Я желала, чтобы эти люди подохли в аду, моля о глотке воды, но я сердилась и на Розалин. Почему ты не могла просто извиниться? Тогда, может Франклин Пози, побив, оставил бы тебя в покое. Но теперь они точно вернутся.
— Тебе нужно уходить отсюда, — сказала я, отвязывая ее запястья.
— Но я не могу просто уйти, — сказала она. — Я все еще в тюрьме.
— Если ты здесь останешься, эти люди придут и убьют тебя. Я не шучу. Они убьют тебя, как убили тех цветных в Миссисипи. Даже Т. Рэй так считает.
Когда она села, ее больничный халат поднялся выше колен. Она попробовала его натянуть, но тот снова полз вверх, словно резиновый. В шкафу я нашла платье и протянула Розалин.
— Но это безумие, — сказала она.
— Надевай платье. Просто делай, что я говорю, ладно?
Она натянула его через голову и встала. Повязка косо сползала на глаза.

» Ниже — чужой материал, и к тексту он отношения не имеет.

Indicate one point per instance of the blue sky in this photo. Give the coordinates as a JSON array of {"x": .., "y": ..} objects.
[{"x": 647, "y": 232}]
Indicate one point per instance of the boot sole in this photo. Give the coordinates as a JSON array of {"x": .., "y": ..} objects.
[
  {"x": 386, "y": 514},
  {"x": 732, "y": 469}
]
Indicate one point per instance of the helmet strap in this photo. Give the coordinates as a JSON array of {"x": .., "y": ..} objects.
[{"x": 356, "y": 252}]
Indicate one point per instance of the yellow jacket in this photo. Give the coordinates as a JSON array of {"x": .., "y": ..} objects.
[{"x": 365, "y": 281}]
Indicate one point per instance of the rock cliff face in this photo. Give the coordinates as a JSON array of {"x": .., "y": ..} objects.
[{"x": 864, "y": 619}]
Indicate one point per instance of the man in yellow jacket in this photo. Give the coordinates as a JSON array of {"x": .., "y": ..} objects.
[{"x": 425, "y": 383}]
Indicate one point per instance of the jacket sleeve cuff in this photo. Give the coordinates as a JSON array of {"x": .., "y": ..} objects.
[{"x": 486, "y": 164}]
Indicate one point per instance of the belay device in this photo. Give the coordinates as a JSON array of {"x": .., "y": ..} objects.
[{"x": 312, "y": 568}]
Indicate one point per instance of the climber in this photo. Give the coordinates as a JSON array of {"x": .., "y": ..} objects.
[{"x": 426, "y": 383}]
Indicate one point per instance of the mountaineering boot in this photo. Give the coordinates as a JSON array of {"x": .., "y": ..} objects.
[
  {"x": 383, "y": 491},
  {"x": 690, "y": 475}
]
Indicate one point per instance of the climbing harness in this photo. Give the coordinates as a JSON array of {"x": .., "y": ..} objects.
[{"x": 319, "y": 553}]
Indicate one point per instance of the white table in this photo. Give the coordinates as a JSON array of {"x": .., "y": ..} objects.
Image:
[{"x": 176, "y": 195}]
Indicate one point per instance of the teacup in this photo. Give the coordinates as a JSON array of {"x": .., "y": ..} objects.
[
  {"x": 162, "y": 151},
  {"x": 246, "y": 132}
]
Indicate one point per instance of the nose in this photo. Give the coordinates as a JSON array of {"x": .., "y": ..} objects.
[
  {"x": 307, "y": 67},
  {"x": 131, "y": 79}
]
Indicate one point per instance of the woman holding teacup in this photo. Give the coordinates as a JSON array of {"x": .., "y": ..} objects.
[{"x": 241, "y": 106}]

— Повязку надо снять, — сказала я.
Я сняла повязку, и под ней обнаружились два ряда швов. Затем я заглянула в замочную скважину, чтобы посмотреть, не вернулся ли полицейский на свой стул.
Он был там. Конечно, было бы слишком хорошо, если бы он флиртовал с медсестрой столько времени, чтобы мы успели оттуда смыться. Я постояла пару минут, пытаясь что-нибудь придумать, затем открыла свою сумку, нащупала деньги и вытащила несколько десятицентовиков.